That's something EU2 did much better anyway. I always hated replenishing armies in EU3, but I guess they're here to stay.
 
I'm pretty sure there hasn't been a single case of an army crossing the Amazon rainforest or Sahara desert (outside the one route already present in EU3) in the time period.

still let's not forget how hannibal and his elephantes crossed the himalayan
 
Originally Posted by Pied-Noir
That's something EU2 did much better anyway. I always hated replenishing armies in EU3, but I guess they're here to stay.

Wow, no. That was horrible, despite it being more realistic.
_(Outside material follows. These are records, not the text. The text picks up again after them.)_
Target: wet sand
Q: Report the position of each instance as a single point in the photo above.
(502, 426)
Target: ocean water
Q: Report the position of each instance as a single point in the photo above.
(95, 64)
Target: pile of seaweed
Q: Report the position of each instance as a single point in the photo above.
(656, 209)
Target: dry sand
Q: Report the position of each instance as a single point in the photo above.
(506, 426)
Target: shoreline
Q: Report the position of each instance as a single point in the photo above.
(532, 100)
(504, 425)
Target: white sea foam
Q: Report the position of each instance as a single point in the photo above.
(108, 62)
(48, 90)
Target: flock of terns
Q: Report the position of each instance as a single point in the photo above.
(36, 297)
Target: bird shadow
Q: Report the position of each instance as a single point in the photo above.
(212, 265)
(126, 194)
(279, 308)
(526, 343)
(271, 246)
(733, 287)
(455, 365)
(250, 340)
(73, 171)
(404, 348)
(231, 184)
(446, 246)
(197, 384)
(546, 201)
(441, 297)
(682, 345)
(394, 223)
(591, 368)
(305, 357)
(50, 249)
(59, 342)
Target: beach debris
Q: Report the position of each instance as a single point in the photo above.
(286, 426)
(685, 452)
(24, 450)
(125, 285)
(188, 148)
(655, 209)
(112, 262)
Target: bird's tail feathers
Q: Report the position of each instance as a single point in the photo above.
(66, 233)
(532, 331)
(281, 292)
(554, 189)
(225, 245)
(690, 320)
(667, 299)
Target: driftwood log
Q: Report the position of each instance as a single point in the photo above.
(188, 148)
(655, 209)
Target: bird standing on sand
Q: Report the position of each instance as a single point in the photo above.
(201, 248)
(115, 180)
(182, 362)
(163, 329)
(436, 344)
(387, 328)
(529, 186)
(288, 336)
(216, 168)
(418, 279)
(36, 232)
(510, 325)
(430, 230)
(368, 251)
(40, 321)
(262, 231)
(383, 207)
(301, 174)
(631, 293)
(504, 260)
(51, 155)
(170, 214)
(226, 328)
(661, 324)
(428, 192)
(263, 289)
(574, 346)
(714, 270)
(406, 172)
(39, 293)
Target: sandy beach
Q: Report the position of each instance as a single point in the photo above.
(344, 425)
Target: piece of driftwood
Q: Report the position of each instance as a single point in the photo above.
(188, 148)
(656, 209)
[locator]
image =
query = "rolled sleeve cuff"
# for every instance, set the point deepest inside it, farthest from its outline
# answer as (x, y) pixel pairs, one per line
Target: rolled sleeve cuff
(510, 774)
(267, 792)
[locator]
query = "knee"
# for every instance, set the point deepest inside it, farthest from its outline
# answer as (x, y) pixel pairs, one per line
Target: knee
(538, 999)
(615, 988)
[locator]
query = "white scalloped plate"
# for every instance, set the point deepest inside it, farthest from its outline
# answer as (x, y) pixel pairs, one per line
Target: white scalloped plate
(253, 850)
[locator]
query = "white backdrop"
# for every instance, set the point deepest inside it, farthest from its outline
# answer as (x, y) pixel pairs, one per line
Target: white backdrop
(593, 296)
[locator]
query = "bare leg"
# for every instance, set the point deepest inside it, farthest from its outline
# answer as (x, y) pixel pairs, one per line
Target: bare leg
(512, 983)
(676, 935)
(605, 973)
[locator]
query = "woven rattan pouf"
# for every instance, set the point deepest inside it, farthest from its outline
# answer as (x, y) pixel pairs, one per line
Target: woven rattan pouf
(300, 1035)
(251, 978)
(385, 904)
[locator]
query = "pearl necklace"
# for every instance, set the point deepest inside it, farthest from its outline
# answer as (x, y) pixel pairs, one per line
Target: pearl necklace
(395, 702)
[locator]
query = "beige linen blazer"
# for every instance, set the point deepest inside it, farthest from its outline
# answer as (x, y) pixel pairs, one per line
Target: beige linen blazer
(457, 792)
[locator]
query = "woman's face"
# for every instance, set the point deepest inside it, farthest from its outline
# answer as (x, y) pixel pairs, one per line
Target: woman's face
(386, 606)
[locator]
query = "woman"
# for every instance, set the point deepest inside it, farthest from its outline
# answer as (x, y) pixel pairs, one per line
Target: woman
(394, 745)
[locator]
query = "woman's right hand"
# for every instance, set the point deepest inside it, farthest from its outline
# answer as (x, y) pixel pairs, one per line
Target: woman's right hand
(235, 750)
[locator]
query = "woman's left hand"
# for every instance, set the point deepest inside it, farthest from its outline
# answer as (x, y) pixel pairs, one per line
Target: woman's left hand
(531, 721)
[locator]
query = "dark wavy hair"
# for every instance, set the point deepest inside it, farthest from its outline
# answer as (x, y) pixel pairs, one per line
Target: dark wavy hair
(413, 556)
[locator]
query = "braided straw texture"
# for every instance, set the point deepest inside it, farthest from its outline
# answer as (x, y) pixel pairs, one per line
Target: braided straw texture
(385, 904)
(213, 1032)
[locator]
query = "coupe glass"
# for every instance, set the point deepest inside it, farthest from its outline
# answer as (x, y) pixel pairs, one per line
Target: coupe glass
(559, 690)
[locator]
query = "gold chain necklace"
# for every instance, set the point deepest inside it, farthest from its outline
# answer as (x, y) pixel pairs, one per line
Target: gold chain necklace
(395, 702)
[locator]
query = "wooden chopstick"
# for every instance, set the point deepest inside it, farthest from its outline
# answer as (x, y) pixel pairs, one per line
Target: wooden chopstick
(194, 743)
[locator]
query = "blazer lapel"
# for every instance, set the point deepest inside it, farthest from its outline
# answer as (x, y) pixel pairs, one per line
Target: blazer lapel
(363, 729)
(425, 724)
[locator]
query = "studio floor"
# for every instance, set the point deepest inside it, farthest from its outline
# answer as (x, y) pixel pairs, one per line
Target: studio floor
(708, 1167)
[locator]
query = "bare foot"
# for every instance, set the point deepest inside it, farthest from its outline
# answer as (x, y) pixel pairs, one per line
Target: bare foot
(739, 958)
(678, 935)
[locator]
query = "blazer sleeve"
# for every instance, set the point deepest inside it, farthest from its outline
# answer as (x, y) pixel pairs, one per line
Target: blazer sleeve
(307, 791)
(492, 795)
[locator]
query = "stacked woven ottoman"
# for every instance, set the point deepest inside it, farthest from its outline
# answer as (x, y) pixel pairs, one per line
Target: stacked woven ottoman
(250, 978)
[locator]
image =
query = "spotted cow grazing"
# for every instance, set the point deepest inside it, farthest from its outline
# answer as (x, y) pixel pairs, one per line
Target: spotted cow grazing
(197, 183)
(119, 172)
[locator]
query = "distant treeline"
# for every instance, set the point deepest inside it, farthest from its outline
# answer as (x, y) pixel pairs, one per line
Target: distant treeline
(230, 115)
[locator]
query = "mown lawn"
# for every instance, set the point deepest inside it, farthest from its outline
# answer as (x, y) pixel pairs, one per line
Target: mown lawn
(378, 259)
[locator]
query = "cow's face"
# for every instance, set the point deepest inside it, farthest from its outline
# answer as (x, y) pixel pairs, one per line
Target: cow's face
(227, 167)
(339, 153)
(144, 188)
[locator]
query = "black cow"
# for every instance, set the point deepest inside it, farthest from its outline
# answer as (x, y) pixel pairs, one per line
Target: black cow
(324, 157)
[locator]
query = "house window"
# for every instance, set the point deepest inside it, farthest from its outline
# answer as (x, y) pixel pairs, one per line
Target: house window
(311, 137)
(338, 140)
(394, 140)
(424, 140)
I don't have an issue with replenishing armies, it saves a huge amount of tedious merging and deleting of understrength units. In EU3 when units replenished they lost some experience to simulate the effects of fresh recruits. Provided checks that this, and limits on where units can replenish and how quickly the can, are in place I think the replenishing armies should stay.
 
I don't have an issue with replenishing armies, it saves a huge amount of tedious merging and deleting of understrength units. In EU3 when units replenished they lost some experience to simulate the effects of fresh recruits. Provided checks that this, and limits on where units can replenish and how quickly the can, are in place I think the replenishing armies should stay.

What?
 
If you check out the image gallery that comes with Destructoid's EUIV article you can see an American Revolutionary War soldier. That means the game extends to the 1770s/1780s.

Good catch.

I think the four agents are merchant, colonist, spy, missionary (or spy, colonist, merchant, missionary). The army, administrative and diplomatic points make diplomats and magistrates redundant.